For the sake of keeping our brain going – we’ll get the third item of a pair just to keep you wondering:

(def third_
  (fn [p]
    (cond
      true (first (rest (rest p))))))

(println (third_ '(a b c)))
;//=>c

Now we’ll look closer at functions. You’ll remember that for a set of pairs to be a function, there must be only one domain value – ie the first values from a set of pairs must themselves be a set. We’ll borrow our definition of member* from Chapter 6.

(def firsts
  (fn [l]
    (cond
      (empty? l) '()
      true (cons (first (first l))
        (firsts (rest l))))))

(println "")
(println "firsts")
(println (firsts '((8 3)(4 2)(7 6)(6 2)(3 4))))
;//=>(8 4 7 6 3)

(def fun?
  (fn [rel]
    (set? (firsts rel))))

(println "")
(println "fun? - refactored to use set? and firsts")
(println (fun? '((4 3)(4 2)(7 6)(6 2)(3 4))))
;//=>false
(println (fun? '((8 3)(4 2)(7 6)(6 2)(3 4))))
;//=>true
(println (fun? '((8 3)(4 2)(7 1)(6 0)(9 5))))
;//=>true

Now just in case you ever wanted to reverse the elements in their pairs and order in the list – we bring you revrel. (It is actually a building block for other functions to come).

(def revrel
  (fn [rel]
    (cond
      (null? rel) '()
      true (cons
             (build
               (second_ (first rel))
               (first_ (first rel)))
             (revrel (rest rel))))))

(println (revrel '((4 3)(4 2)(7 6)(6 2)(3 4))))
;//=>((3 4) (2 4) (6 7) (2 6) (4 3))
(println (revrel '((8 3)(4 2)(7 6)(6 2)(3 4))))
;//=>((3 8) (2 4) (6 7) (2 6) (4 3))
(println (revrel '((8 3)(4 2)(7 1)(6 0)(9 5))))
;//=>((3 8) (2 4) (1 7) (0 6) (5 9))

So applying what we’ve just learned – a full function is one in which both the values of the domain are unique, and the values of the range are unique. We can test this with fullfun?:

(def fullfun?
  (fn [fun]
    (set_? (seconds_ fun))))

(println (fullfun? '((4 3)(4 2)(7 6)(6 2)(3 4))))
;//=>false
(println (fullfun? '((8 3)(4 2)(7 6)(6 2)(3 4))))
;//=>false
(println (fullfun? '((8 3)(4 2)(7 1)(6 0)(9 5))))
;//=>true

A simpler way to express this idea is that the domain of the function is unique – even if the range values are swapped with the domain values – we call this one-to-one:

(def one-to-one?
  (fn [fun]
    (fun? (revrel fun))))

(println (one-to-one? '((4 3)(4 2)(7 6)(6 2)(3 4))))
;//=>false
(println (one-to-one? '((8 3)(4 2)(7 6)(6 2)(3 4))))
;//=>false
(println (one-to-one? '((8 3)(4 2)(7 1)(6 0)(9 5))))
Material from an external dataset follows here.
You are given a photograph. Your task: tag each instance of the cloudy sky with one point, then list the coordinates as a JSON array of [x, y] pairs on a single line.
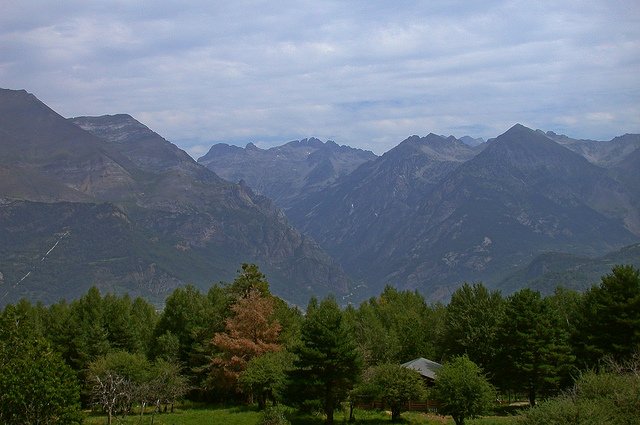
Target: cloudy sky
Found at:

You can see this running here.

Conclusion:
This chapter we’ve looked at sets, relations and functions (in the mathematical sense). We haven’t really added any new primitives this chapter (thank goodness!).

In total our primitives so far are: atom?, null?, first, rest, cond, fn, def, empty?,=, cons, add1,, sub1, one? and expt. These are all the functions (and those in the chapters to come) that we’ll need to implement to get our metacircular interpreter working.